The cryptocurrency reached a record $40,797 a coin on Thursday, up 38% this year, helping fuel the market capitalization for all digital coins to above $1 trillion for the first time.
“The target technical upside of $35,000 has been exceeded,” Scott Minerd, managing director and global chief investment officer at Guggenheim Partners, which oversees $270 billion in assets, tweeted on Sunday evening. “Time to take some money off the table.”
Bitcoin was trading down 5.14% at $33,519 per coin on Monday afternoon after reaching a session low of $30,568. Rival cryptocurrencies including ethereum and litecoin were also lower.
Although Minerd thinks the recent run-up in prices has gotten out of control, he remains bullish over the long term. Last month, he said the cryptocurrency should be worth about $400,000 per coin based on scarcity and other factors, including money printing by the Federal Reserve.
Minerd wasn’t the only Wall Streeter to turn bullish on bitcoin in 2020. The cryptocurrency gained wider acceptance on Wall Street as it turned heads on Main Street.

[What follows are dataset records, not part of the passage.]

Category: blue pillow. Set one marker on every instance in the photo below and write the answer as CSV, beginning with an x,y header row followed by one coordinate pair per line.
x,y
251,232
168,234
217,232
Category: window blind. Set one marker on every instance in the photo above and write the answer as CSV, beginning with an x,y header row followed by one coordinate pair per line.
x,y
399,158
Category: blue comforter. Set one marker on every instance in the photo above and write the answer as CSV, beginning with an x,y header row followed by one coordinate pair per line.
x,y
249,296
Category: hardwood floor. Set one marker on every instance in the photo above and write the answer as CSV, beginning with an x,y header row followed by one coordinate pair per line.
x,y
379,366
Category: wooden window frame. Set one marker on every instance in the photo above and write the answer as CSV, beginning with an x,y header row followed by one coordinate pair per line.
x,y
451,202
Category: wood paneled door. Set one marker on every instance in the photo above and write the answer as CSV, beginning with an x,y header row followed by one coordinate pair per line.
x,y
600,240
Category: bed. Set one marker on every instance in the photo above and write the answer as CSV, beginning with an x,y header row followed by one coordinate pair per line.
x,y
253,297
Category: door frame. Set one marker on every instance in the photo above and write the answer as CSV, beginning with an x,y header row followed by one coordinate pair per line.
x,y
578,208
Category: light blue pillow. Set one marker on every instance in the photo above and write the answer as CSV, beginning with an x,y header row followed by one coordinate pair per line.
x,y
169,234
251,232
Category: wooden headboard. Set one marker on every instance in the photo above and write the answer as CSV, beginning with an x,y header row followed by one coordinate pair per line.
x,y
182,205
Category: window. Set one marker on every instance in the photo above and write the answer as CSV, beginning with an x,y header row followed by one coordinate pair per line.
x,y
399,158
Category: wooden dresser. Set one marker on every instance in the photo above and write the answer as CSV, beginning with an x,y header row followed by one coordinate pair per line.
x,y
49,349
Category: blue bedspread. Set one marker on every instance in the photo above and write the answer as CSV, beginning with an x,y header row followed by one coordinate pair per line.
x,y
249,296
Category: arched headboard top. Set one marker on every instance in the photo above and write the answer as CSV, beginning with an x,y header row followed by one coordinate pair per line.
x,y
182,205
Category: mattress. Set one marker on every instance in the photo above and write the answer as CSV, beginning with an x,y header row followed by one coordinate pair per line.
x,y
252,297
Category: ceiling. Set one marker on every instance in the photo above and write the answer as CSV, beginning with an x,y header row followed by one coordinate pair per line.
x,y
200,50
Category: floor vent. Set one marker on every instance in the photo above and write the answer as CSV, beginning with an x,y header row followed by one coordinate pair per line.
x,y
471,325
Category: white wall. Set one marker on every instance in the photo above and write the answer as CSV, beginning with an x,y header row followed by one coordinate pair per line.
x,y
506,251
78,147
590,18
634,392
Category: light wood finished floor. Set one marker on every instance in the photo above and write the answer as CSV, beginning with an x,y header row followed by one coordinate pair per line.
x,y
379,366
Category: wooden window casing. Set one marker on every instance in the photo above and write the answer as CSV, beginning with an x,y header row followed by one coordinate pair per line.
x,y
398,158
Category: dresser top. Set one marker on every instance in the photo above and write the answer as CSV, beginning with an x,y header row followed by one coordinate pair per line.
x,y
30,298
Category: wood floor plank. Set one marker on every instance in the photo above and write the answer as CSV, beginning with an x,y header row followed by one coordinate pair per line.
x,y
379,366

Hedge fund manager Paul Tudor Jones said he was buying bitcoin as a hedge against inflation. Money managers Fidelity and MassMutual built their own stakes and BlackRock CEO Larry Fink said the cryptocurrency was on its way to becoming a bigger asset class.
Not everyone on Wall Street is bullish on bitcoin’s future.
Ray Dalio, the founder of Bridgewater Associates, the world’s largest hedge fund with $138 billion in assets, expressed concerns that due to its volatility, bitcoin is neither a very good store of wealth nor a medium of exchange.
He did, however, concede that he “might be missing something.”